Laying, looking straight up the tree, his memory returned, dreamlike, to 1871 when working as a hunter with the Hayden Expedition in the Yellowstone country he had gotten lost in a sudden snow storm. On foot, he had wandered for days without food. Tired, cold, and hungry he was laying down out of the wind next to a log in a snowless spot under a snow laden spruce. Suddenly he heard a twig snap. Peeking over the log he spotted a coyote sniffing out a blowdown just 5 yards away. The song dog, intent on his search for a meal, never saw the man. With eyes fixed on the unsuspecting coyote, Tex’s cold fingers found the gift pistol tucked in his belt. Mustering up the strength to hold the gun steady across the log he made the all-important shot – the coyote fell!

A few days later, safely back at the expedition camp; he was laughingly called the “coyote eater”. Deep inside he knew the gift pistol had once again made the difference.

“Coyote eater”, a grin came across his bloody face, “I thought it was rather good.” Then his thoughts returned to the present.

Looking up at the fork in the tree he whispered, “I must get my pistol up there”.

Tex knew he had only one mission left and that was to pull himself up to that lofty fork. He slowly took the “Forty Niner” and half-way shoved it into his belt, next to his belt buckle. With painful effort, he moved himself up into a sitting position. Then he moved his right leg up into a bending position; it hurt, but he could move it. Next he tried to bend his left leg. It was as though he were being struck by lightning. It was broken in two, maybe three places.

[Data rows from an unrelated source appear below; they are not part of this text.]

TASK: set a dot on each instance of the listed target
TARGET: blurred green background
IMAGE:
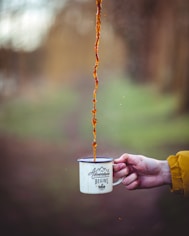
(46, 85)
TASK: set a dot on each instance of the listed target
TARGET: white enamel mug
(96, 177)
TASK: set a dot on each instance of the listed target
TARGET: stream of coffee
(96, 48)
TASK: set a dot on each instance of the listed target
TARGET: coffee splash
(95, 76)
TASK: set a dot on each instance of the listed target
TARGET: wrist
(165, 172)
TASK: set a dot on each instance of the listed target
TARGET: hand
(141, 172)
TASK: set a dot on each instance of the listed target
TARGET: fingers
(120, 170)
(131, 181)
(122, 159)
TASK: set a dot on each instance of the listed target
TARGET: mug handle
(118, 181)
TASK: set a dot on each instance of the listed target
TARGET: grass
(130, 116)
(140, 118)
(39, 117)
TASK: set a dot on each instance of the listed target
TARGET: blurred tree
(156, 36)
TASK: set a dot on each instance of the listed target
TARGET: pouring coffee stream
(95, 76)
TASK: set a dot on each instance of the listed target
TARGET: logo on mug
(100, 176)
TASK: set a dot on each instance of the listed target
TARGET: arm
(179, 167)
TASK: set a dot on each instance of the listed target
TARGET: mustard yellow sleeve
(179, 167)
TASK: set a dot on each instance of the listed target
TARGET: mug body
(96, 177)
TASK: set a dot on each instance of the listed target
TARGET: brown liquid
(94, 110)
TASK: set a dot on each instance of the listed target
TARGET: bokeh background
(46, 84)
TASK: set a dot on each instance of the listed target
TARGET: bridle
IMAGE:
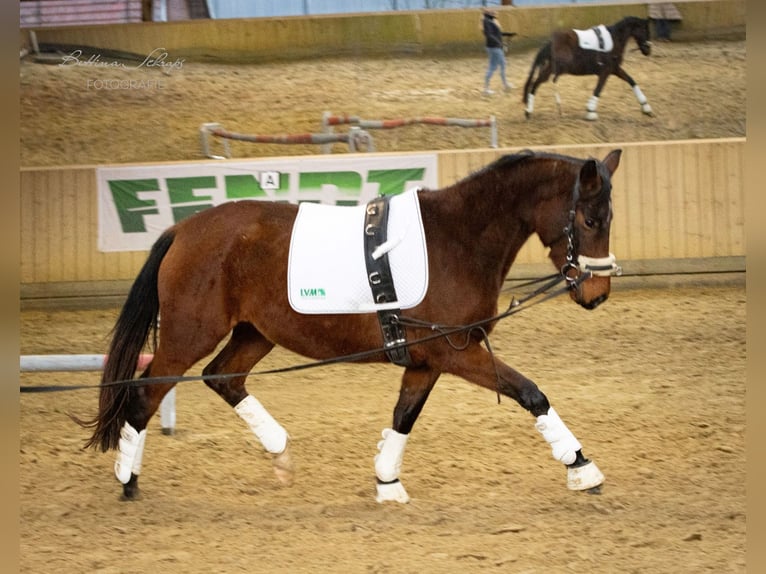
(579, 267)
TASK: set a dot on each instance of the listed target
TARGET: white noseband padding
(131, 452)
(603, 266)
(563, 443)
(388, 462)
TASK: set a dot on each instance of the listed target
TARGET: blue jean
(496, 60)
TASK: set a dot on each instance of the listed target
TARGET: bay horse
(562, 54)
(223, 271)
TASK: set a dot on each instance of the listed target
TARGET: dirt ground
(78, 114)
(652, 383)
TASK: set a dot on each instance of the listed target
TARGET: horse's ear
(612, 160)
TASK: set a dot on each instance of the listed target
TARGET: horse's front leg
(416, 386)
(645, 107)
(478, 366)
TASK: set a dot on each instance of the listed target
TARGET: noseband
(578, 267)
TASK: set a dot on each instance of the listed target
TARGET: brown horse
(224, 271)
(563, 54)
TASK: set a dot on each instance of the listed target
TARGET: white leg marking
(388, 465)
(272, 435)
(591, 107)
(563, 443)
(530, 103)
(131, 452)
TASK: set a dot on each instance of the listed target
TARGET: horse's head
(583, 256)
(640, 32)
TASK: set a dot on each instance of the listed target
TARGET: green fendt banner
(137, 203)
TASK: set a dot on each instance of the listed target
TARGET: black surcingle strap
(599, 36)
(382, 281)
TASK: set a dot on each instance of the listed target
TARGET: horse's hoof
(391, 492)
(283, 466)
(585, 477)
(130, 494)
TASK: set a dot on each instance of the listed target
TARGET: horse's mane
(510, 160)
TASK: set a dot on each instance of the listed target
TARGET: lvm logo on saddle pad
(326, 269)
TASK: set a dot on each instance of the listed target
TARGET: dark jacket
(492, 32)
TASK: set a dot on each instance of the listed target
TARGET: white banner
(137, 203)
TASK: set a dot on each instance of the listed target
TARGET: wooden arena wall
(678, 207)
(257, 39)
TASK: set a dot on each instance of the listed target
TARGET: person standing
(493, 41)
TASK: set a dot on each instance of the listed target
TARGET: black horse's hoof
(130, 490)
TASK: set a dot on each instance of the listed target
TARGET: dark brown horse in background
(223, 271)
(563, 55)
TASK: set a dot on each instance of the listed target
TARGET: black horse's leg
(478, 366)
(243, 350)
(645, 107)
(416, 386)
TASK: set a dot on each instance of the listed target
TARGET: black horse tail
(136, 321)
(543, 56)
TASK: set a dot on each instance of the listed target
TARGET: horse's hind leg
(416, 386)
(244, 349)
(645, 107)
(144, 401)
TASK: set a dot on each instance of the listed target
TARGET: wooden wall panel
(671, 200)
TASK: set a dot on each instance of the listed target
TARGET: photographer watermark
(158, 59)
(123, 84)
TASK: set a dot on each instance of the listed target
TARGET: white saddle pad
(589, 39)
(326, 272)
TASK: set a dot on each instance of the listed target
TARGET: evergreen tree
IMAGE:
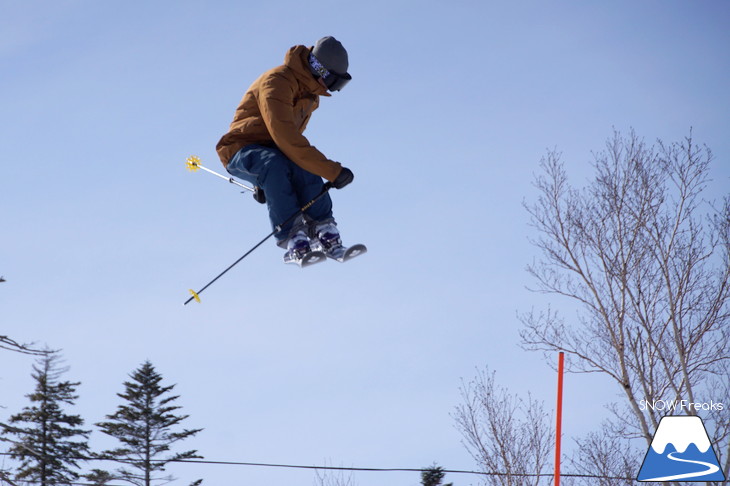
(433, 476)
(144, 425)
(43, 432)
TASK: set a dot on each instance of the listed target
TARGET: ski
(307, 259)
(346, 253)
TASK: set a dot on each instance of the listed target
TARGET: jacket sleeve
(276, 103)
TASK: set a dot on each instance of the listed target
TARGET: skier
(265, 145)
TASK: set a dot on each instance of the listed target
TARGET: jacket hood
(297, 59)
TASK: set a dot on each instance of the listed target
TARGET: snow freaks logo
(680, 450)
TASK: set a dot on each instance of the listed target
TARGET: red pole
(559, 413)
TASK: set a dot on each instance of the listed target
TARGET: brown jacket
(275, 111)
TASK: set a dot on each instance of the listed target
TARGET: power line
(354, 469)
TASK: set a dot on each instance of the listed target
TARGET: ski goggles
(334, 81)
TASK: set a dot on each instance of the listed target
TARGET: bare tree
(646, 261)
(510, 438)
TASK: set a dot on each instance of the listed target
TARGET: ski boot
(299, 251)
(327, 239)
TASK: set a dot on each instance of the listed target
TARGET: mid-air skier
(265, 145)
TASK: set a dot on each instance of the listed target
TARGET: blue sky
(450, 109)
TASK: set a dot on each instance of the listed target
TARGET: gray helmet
(331, 54)
(328, 60)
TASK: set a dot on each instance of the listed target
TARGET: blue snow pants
(287, 188)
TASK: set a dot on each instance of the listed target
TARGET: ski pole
(196, 295)
(193, 164)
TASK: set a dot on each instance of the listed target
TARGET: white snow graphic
(680, 431)
(680, 450)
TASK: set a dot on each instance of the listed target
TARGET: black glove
(258, 195)
(346, 176)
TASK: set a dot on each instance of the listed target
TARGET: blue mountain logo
(681, 450)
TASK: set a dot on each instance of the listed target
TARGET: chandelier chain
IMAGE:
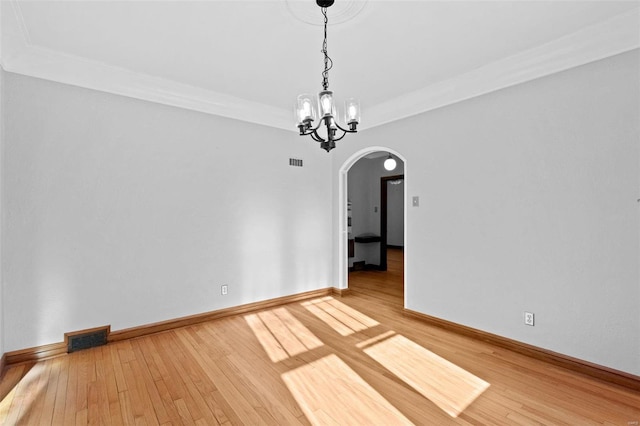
(328, 63)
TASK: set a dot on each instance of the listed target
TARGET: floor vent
(85, 339)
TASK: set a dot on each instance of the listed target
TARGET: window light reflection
(342, 318)
(445, 384)
(281, 334)
(329, 392)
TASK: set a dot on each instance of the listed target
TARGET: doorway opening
(371, 247)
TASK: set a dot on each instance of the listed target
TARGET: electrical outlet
(529, 318)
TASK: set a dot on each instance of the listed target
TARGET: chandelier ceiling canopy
(325, 114)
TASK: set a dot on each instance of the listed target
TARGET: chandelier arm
(344, 130)
(344, 133)
(316, 137)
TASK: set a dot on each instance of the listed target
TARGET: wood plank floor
(350, 360)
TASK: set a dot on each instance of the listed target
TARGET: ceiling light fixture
(306, 111)
(390, 163)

Resting, Tex looked down at the Colt in his belt that had been with him all these years. He saw the long nick on the side of the octagonal barrel and closed his weakening eyes. His near numb mind flashed back.

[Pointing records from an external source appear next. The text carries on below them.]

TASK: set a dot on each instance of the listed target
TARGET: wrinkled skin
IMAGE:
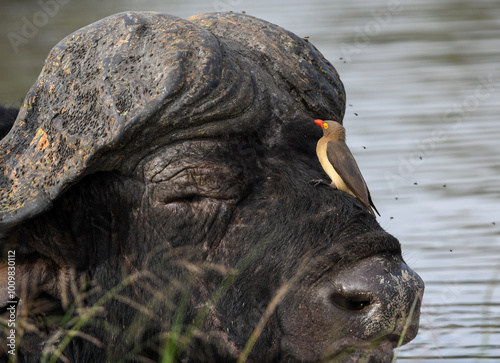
(175, 157)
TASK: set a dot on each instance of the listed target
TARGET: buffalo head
(155, 191)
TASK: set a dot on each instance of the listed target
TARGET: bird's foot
(316, 182)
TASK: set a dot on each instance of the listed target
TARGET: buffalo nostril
(350, 303)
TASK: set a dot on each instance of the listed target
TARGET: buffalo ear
(98, 86)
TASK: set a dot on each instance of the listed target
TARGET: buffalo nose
(381, 294)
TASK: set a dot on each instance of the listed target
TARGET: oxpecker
(338, 162)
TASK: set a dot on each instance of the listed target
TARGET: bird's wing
(343, 162)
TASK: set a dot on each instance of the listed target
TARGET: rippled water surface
(422, 80)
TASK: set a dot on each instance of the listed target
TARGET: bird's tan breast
(328, 167)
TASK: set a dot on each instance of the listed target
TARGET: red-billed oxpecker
(338, 162)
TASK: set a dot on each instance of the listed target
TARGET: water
(423, 78)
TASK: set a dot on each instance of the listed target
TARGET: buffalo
(157, 204)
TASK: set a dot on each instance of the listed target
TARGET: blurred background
(423, 93)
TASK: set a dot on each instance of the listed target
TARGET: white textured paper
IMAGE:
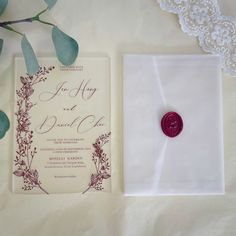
(192, 162)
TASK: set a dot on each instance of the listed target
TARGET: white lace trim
(216, 33)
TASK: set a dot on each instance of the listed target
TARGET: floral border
(101, 163)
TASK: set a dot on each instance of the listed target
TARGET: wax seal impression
(171, 124)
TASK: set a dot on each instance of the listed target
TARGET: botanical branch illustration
(25, 151)
(101, 163)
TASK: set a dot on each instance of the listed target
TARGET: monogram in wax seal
(171, 124)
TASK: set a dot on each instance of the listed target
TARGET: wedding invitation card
(62, 127)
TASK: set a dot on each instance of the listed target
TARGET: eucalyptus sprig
(65, 46)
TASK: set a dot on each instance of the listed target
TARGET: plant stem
(45, 22)
(6, 24)
(11, 29)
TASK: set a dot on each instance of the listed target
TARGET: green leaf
(4, 124)
(3, 5)
(1, 44)
(50, 3)
(30, 58)
(65, 46)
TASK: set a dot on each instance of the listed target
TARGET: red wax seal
(171, 124)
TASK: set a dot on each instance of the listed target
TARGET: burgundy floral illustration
(101, 162)
(25, 151)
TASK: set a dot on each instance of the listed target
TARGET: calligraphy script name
(81, 124)
(84, 90)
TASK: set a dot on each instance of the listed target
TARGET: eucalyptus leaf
(50, 3)
(1, 44)
(3, 5)
(4, 124)
(29, 55)
(66, 47)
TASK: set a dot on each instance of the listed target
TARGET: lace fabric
(216, 33)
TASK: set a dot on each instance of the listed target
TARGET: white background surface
(112, 27)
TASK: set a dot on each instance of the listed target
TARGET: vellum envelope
(192, 162)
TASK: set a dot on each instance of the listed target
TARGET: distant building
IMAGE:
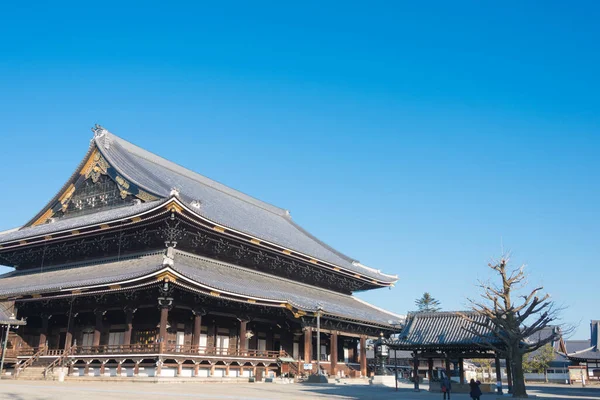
(588, 356)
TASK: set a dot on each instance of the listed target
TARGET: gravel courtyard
(41, 390)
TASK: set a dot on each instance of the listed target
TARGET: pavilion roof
(439, 330)
(578, 352)
(227, 280)
(212, 200)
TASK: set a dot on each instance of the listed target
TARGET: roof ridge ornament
(100, 132)
(174, 192)
(169, 257)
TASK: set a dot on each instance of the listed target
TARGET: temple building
(140, 267)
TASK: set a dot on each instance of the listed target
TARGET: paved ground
(36, 390)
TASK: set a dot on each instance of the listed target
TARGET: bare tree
(508, 326)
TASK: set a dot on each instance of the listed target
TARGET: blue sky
(415, 138)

It was in the spring of 1880 that he was working as an Indian trader south of Fort Benton on the Missouri. Things were going well with him. The Crow tribe had moved their camp to his trading post and business was good. One quiet morning a Canadian Cree came into the post with fresh buffalo skins to trade. A Crow woman became highly indignant and questioned the Cree as to what right he had to kill the buffalo and other game that belonged to her people. Not wanting trouble Tex stepped in to separate the two. In a flash the irate Cree had his knife out and slashing at the big trader. Tex pulled the gift pistol as the big knife slashed down. It hit the pistol barrel with a clang. Tex recovered in a flash, the Colt spoke – once was enough.